Implementation of the Tax Administration Programme will also be accelerated. Adjustments will be made in Property Taxes on April 1. The level of adjustments will be tempered by an aggressive drive to collect property tax from those who have not been paying.
“We are going to get tough. We will use our powers to advertise for sale those properties whose owners refuse to pay their tax,” he said.
The main focus of the Tax Administration Programme will be enforcement and collection. People who owe taxes must pay their taxes! It is more TAXES we want – not more TAXATION, he declared. Fiscal burdens that have worn down the budget will be removed.
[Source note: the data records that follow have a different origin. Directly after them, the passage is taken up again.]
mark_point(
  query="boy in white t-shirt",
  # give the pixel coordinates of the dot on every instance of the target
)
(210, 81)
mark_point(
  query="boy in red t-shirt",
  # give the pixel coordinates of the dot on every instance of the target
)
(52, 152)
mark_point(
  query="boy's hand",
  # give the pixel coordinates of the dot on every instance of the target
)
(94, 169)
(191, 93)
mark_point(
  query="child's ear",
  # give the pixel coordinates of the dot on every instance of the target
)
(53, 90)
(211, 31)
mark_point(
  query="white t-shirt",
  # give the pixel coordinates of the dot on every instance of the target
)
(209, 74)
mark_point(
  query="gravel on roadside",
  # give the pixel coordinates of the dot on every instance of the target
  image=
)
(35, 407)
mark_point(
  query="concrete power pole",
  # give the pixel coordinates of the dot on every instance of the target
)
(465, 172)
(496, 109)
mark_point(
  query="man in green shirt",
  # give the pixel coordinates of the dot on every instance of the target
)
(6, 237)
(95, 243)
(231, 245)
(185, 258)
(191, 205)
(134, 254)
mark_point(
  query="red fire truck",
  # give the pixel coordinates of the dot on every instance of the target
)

Mr. Golding also announced:We have improved efficiencies at the JUTC but bus fares will have to be increased to reduce the losses even further and lessen the burden on the budget; We expect, shortly, to conclude the sale of Air Jamaica which incurred losses last year of $9 billion; We are negotiating the sale of our shares in Clarendon Alumina Production to remove the burden of production losses caused by the forward-sale contract of 2005 which is costing us almost $1 billion per month; We are seeking to refinance Highway 2000, from which we earn no revenue but which is costing us almost $3 billion in annual interest payments; We are still optimistic that we will be successful in divesting the rest of the sugar factories and estates because, let it be clear, the Government will not be able to cover any more losses in the sugar industry and I have given clear instructions that no such request will be entertained by the Ministry of Finance; We have appointed an enterprise team to proceed with the privatisation of the Norman Manley International Airport; We are pursuing real, live options to finance the new Petrojam refinery in a way that will require no financial contribution or guarantee from the Government, since we will not be in a position to do so. Discussions with our Venezuelan partners and possible sources of finance are being actively pursued and a joint Jamaica/Venezuelan team is to travel to Japan shortly in that regard; We are negotiating to sell our shares in JPS, so that we can pay down some of our debt.
He added that many other public assets that are not essential to Government’s core functions will be sold as soon as the market can absorb them.
“We want a leaner Government structure that is able to direct all its energies and resources to performing properly the essential functions of Government,” Mr. Golding said.